A case of a horse-bitten boy has made its way all the up to Connecticut’s highest court to hear an appeal of a previous ruling that all horses are “innately vicious” animals, which has ranchers and horse owners in an outcry, reports The Associated Press on Sept. 23.
In 2006, a horse called “Scuppy” bit a boy in the face who was attempting to pet him. Court documents show the boy was at Glendale Farms in Milford, and when he moved to pet the horse “the animal stuck his neck out from behind a fence and bit the child on his right cheek, removing a large chunk of it.”
In rendering the decision last year, a lower court ruled that since horses are a “species naturally inclined to do mischief or be vicious,” Scuppy's owners were responsible for the injury and should have taken steps to restrain their horse, states the AP report.
In setting a precedent that all horses are “vicious” in nature, the court, perhaps unknowingly, has jeopardized the ability of a horse owner to insure an animal that is classified as untamable.
Horse owners and equine enthusiasts are now taking their case on appeal to the Connecticut Supreme Court, asking that the lower court’s decision be rejected.

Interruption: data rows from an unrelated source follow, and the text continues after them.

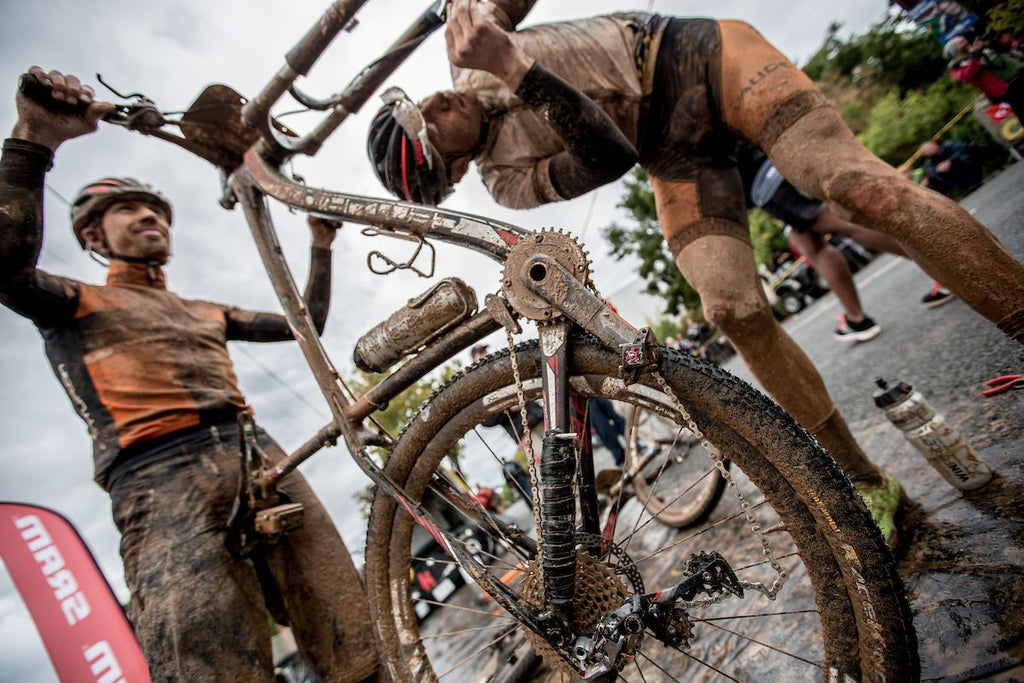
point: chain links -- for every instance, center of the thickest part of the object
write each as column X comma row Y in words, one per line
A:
column 527, row 444
column 716, row 458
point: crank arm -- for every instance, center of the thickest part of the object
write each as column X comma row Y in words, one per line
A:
column 561, row 289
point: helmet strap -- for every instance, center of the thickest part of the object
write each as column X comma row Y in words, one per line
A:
column 101, row 259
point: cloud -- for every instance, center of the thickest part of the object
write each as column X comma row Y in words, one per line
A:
column 170, row 53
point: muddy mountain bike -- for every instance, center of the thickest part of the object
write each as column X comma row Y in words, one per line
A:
column 788, row 579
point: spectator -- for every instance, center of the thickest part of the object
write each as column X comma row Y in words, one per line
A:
column 999, row 77
column 608, row 426
column 950, row 167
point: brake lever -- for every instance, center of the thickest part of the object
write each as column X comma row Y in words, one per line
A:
column 140, row 115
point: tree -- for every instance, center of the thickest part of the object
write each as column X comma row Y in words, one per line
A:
column 643, row 239
column 393, row 417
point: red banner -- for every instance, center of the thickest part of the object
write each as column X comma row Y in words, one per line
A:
column 82, row 625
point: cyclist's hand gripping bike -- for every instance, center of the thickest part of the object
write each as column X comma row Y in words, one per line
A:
column 795, row 582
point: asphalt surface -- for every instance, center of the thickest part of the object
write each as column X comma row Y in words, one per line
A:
column 962, row 554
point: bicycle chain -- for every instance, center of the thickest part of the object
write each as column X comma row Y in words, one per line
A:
column 716, row 458
column 527, row 442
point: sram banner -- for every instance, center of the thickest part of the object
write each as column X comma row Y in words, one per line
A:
column 82, row 625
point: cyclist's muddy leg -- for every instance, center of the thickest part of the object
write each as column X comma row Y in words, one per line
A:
column 946, row 241
column 777, row 107
column 719, row 263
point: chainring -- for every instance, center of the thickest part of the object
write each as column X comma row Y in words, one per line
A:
column 557, row 245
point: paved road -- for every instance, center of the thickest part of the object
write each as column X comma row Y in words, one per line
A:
column 963, row 555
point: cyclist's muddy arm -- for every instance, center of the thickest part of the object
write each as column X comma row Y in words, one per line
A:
column 596, row 153
column 37, row 295
column 65, row 111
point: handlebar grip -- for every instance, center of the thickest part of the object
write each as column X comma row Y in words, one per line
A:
column 33, row 88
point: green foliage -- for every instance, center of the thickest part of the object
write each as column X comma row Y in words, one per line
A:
column 1006, row 14
column 644, row 240
column 887, row 56
column 898, row 126
column 666, row 327
column 394, row 416
column 890, row 85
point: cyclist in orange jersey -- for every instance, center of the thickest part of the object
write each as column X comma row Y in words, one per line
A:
column 150, row 374
column 554, row 111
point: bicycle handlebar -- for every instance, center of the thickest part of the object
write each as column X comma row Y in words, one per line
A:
column 300, row 58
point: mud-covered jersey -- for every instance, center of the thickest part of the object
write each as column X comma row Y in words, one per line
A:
column 137, row 361
column 597, row 55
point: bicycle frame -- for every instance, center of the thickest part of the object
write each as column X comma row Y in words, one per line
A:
column 253, row 177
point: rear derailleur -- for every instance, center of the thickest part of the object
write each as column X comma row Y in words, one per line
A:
column 616, row 638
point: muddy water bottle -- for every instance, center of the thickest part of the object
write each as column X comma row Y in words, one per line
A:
column 928, row 431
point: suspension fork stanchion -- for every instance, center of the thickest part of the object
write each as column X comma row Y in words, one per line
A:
column 297, row 62
column 589, row 510
column 556, row 473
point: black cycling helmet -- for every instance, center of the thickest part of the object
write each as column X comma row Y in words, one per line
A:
column 93, row 200
column 402, row 157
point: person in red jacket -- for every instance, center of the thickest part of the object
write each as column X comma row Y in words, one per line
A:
column 999, row 77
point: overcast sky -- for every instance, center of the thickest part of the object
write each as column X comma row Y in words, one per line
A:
column 170, row 51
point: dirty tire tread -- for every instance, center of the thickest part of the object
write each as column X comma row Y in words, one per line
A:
column 801, row 482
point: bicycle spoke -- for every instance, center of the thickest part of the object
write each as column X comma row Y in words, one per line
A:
column 650, row 491
column 694, row 535
column 656, row 666
column 793, row 655
column 665, row 507
column 463, row 632
column 482, row 648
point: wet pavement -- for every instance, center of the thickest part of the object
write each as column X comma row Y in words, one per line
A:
column 962, row 554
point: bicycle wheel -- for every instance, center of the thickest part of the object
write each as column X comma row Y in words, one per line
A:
column 672, row 475
column 841, row 614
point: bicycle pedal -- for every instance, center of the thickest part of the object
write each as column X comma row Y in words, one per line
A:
column 280, row 519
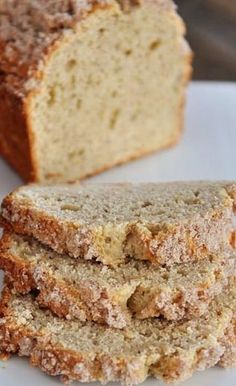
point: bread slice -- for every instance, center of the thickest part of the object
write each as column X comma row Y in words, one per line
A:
column 86, row 85
column 164, row 223
column 91, row 291
column 89, row 352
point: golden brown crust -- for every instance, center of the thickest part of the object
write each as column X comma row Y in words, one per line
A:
column 213, row 231
column 63, row 300
column 21, row 78
column 15, row 144
column 54, row 359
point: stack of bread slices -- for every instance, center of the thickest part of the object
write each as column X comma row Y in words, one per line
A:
column 117, row 282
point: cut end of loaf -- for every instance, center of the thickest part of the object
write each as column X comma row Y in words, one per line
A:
column 120, row 78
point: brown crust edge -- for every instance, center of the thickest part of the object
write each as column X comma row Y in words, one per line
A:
column 15, row 118
column 61, row 236
column 55, row 360
column 85, row 303
column 92, row 303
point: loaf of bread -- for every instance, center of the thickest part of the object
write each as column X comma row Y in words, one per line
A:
column 85, row 85
column 90, row 291
column 164, row 223
column 89, row 352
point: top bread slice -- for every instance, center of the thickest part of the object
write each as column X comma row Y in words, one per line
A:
column 90, row 352
column 88, row 84
column 164, row 223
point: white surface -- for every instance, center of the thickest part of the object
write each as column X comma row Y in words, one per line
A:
column 207, row 151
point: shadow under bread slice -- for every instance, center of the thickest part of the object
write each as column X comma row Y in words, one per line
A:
column 169, row 351
column 90, row 291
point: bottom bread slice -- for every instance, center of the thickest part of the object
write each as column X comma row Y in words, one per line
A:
column 170, row 351
column 90, row 291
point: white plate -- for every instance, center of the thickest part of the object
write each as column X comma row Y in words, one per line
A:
column 207, row 151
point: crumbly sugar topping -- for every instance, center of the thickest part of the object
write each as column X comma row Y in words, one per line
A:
column 29, row 27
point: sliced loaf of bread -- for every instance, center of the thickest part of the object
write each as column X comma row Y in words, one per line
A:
column 88, row 84
column 91, row 291
column 89, row 352
column 164, row 223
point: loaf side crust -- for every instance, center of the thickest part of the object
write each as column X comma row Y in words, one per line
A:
column 21, row 67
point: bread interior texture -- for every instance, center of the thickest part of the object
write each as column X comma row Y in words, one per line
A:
column 112, row 90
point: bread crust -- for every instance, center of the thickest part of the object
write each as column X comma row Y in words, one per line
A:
column 214, row 234
column 86, row 367
column 88, row 300
column 16, row 94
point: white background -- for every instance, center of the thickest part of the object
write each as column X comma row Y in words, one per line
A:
column 207, row 151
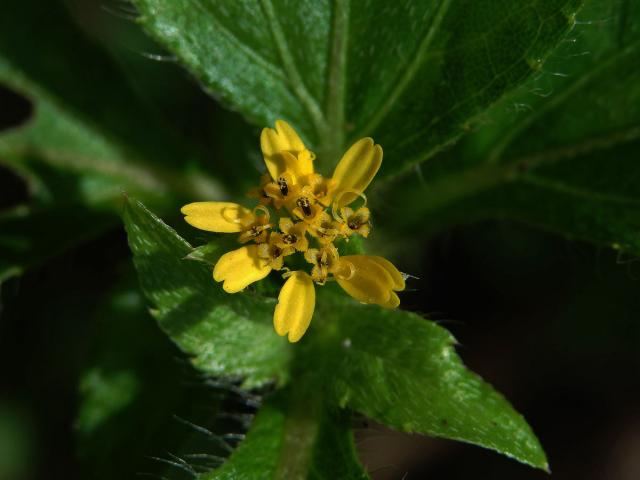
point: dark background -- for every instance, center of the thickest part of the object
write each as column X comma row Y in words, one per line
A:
column 551, row 323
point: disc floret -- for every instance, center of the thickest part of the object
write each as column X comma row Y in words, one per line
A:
column 302, row 212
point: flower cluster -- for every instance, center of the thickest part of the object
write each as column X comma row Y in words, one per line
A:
column 302, row 212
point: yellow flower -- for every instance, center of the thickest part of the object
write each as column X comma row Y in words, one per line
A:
column 324, row 261
column 227, row 217
column 314, row 205
column 356, row 169
column 240, row 268
column 293, row 235
column 274, row 251
column 351, row 222
column 296, row 303
column 370, row 279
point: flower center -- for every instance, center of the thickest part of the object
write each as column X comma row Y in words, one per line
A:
column 284, row 188
column 289, row 239
column 305, row 205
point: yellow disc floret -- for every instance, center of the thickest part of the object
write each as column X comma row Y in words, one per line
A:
column 301, row 211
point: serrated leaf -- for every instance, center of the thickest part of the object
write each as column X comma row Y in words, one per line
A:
column 293, row 443
column 89, row 139
column 228, row 335
column 414, row 75
column 562, row 153
column 402, row 370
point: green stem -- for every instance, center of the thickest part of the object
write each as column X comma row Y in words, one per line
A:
column 300, row 434
column 333, row 137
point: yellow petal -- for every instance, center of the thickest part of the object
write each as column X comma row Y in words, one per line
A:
column 393, row 301
column 222, row 217
column 396, row 276
column 356, row 169
column 296, row 303
column 365, row 279
column 274, row 142
column 239, row 268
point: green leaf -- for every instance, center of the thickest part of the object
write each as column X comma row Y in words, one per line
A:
column 293, row 442
column 415, row 76
column 568, row 162
column 228, row 335
column 132, row 390
column 89, row 138
column 402, row 370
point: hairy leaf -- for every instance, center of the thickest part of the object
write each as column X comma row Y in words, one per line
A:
column 562, row 153
column 402, row 370
column 293, row 443
column 228, row 335
column 414, row 75
column 88, row 140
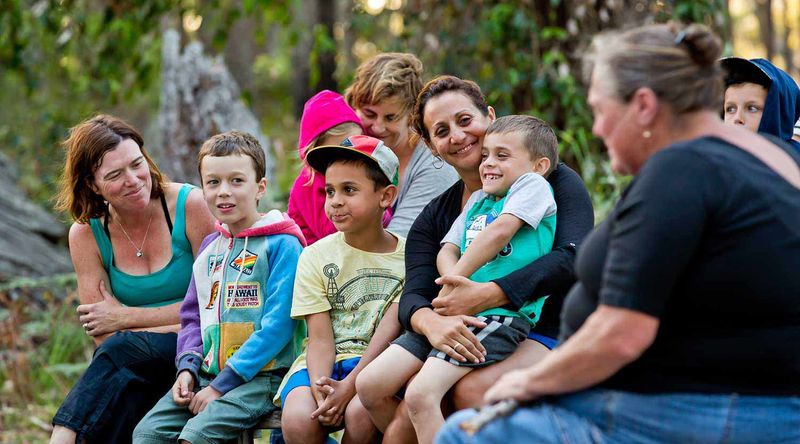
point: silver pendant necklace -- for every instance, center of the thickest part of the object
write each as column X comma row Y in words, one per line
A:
column 139, row 252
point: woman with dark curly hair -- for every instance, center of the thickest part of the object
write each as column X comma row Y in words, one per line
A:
column 684, row 323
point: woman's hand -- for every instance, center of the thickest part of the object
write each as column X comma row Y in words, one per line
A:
column 106, row 316
column 513, row 385
column 202, row 399
column 467, row 297
column 451, row 335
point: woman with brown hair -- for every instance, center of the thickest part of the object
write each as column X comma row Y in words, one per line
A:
column 451, row 115
column 382, row 94
column 132, row 245
column 684, row 323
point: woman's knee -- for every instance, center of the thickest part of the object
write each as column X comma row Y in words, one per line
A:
column 116, row 343
column 369, row 388
column 469, row 391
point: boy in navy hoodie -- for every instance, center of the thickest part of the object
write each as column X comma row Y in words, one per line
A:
column 237, row 337
column 761, row 97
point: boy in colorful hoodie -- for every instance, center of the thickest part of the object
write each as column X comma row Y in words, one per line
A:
column 237, row 337
column 761, row 97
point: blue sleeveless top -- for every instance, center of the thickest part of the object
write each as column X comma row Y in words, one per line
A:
column 165, row 286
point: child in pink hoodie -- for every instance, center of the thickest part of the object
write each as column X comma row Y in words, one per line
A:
column 327, row 120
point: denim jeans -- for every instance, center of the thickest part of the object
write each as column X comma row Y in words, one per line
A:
column 129, row 372
column 608, row 416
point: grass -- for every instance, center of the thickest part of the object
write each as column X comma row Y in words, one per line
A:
column 43, row 351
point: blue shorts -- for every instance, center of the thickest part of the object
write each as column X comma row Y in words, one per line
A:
column 300, row 378
column 547, row 341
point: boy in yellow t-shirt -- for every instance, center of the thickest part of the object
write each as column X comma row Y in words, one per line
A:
column 346, row 288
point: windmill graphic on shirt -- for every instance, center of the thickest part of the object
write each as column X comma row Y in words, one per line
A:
column 332, row 292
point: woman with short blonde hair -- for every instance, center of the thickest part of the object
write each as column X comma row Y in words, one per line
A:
column 382, row 94
column 679, row 328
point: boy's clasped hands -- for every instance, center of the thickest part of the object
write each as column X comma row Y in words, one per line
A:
column 183, row 393
column 332, row 398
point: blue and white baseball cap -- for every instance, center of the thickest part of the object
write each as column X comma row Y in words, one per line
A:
column 371, row 148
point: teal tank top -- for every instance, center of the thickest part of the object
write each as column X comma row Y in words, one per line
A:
column 165, row 286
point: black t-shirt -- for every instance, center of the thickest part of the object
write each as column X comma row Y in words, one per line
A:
column 707, row 239
column 551, row 274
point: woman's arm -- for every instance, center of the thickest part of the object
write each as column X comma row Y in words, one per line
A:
column 199, row 221
column 552, row 274
column 598, row 350
column 422, row 247
column 90, row 274
column 487, row 244
column 447, row 258
column 424, row 183
column 339, row 393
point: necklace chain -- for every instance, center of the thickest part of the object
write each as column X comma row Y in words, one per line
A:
column 139, row 252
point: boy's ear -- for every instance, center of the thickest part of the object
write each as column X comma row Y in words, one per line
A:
column 262, row 188
column 542, row 166
column 388, row 196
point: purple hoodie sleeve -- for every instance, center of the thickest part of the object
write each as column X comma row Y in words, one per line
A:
column 189, row 354
column 190, row 338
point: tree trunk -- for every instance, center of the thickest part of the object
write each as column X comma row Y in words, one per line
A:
column 199, row 99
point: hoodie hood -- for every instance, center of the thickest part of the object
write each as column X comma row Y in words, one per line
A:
column 782, row 107
column 273, row 222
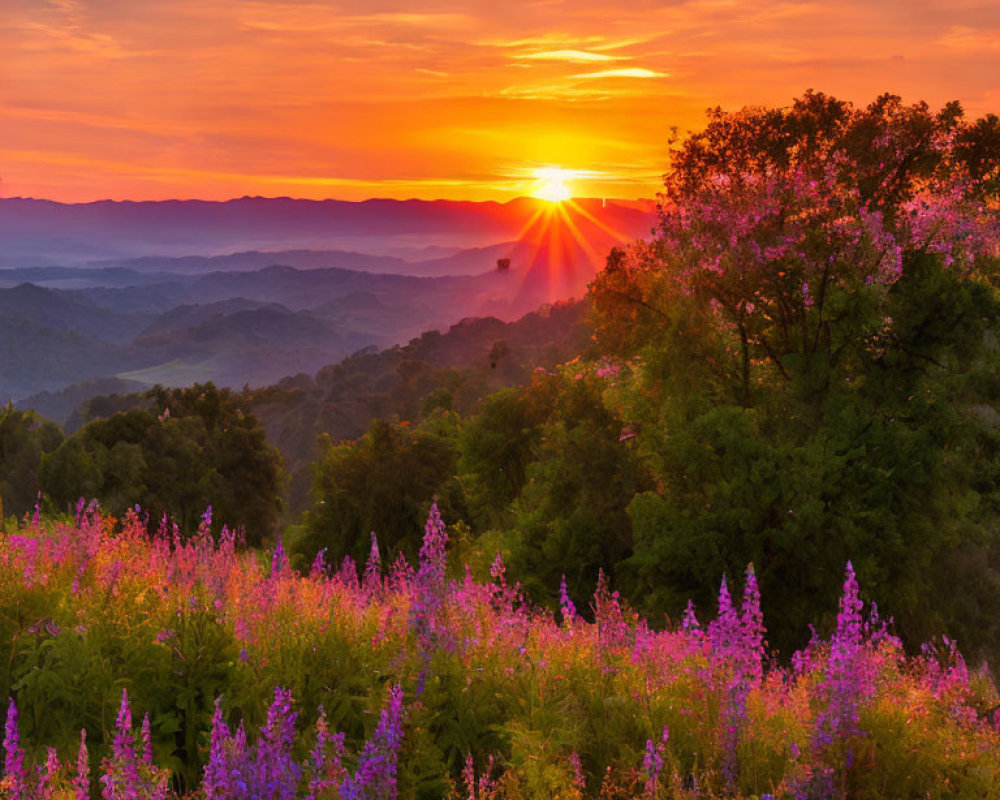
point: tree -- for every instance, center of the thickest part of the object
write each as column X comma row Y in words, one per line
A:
column 383, row 483
column 190, row 449
column 24, row 440
column 813, row 333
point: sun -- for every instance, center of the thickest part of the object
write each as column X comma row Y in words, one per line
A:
column 551, row 183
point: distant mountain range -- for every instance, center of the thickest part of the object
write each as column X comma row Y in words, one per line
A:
column 133, row 294
column 42, row 232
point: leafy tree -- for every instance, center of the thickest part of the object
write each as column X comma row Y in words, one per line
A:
column 24, row 440
column 189, row 449
column 813, row 341
column 385, row 482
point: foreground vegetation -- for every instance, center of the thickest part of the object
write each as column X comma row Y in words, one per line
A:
column 255, row 681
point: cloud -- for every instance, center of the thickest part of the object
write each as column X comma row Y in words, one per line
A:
column 626, row 72
column 573, row 56
column 970, row 40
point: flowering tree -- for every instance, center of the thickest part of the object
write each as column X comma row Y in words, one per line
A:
column 809, row 334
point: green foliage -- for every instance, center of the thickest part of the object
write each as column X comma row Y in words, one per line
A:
column 385, row 482
column 24, row 440
column 191, row 449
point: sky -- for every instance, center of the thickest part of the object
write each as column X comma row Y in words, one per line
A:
column 215, row 99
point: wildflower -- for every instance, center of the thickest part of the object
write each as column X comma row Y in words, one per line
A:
column 375, row 777
column 16, row 776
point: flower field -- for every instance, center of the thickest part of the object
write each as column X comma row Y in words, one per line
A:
column 144, row 665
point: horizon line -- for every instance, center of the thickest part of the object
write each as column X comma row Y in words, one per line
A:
column 519, row 198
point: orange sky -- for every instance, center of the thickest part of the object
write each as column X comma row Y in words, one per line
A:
column 152, row 99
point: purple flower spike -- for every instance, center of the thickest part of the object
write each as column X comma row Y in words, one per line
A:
column 13, row 764
column 81, row 783
column 565, row 604
column 375, row 778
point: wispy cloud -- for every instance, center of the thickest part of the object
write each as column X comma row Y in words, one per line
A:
column 626, row 72
column 572, row 56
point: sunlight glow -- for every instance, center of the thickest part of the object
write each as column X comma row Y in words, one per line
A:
column 551, row 183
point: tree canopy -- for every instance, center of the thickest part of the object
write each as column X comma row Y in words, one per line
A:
column 184, row 450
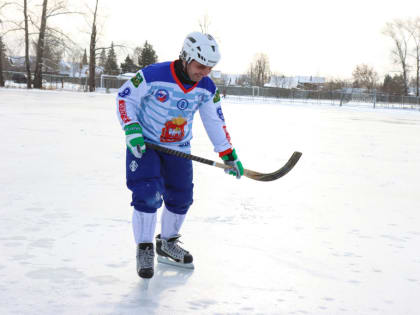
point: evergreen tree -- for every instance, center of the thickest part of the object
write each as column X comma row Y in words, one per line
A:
column 102, row 59
column 84, row 59
column 147, row 56
column 128, row 65
column 111, row 66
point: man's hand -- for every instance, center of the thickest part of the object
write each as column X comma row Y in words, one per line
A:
column 230, row 158
column 134, row 139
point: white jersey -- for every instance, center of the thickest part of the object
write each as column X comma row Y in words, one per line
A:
column 164, row 107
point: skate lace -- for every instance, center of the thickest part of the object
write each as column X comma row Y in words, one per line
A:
column 146, row 258
column 175, row 250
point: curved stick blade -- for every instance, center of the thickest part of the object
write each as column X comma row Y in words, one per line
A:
column 277, row 174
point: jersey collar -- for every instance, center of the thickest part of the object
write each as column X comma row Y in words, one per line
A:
column 178, row 81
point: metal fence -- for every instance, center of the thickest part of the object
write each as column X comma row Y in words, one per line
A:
column 110, row 84
column 339, row 98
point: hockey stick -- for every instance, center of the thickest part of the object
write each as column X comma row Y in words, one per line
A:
column 248, row 173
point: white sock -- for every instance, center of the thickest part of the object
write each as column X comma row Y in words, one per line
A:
column 144, row 225
column 171, row 223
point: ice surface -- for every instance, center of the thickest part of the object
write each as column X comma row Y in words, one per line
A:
column 339, row 234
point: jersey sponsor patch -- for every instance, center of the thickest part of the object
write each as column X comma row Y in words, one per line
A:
column 173, row 130
column 133, row 166
column 227, row 134
column 126, row 92
column 182, row 104
column 216, row 97
column 220, row 113
column 137, row 80
column 123, row 111
column 162, row 95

Doug Dubitsky, a lawyer who represents the side of horse businesses, said the ruling would severely impact the state's sizable horse industry.
“You could not pair children and horses – the core equestrian business nationwide that it's all about,” Dubitsky said.
Ironically, testimony at the time from the horse’s owner, Timothy Astriab, whose family owns the farm, contributed to the negative ruling regarding the nature of all equines.
Astriab testified that Scuppy was the same as all horses put in that circumstance, and acknowledged that if anyone were to put a finger or hand in front of the horse, it would bite.
“Significantly, Astriab acknowledged his concern that if someone made contact with Scuppy, whether to pet or feed him, they could get bit,” Judge Robin Wilson said last year.
“Cats have a tendency to scratch and horses have a tendency to bite, but the plaintiffs have failed to show, as they must, that the defendants were on notice that Scuppy specifically, and not horses generally, had a tendency to bite people or other horses,” Wilson ruled.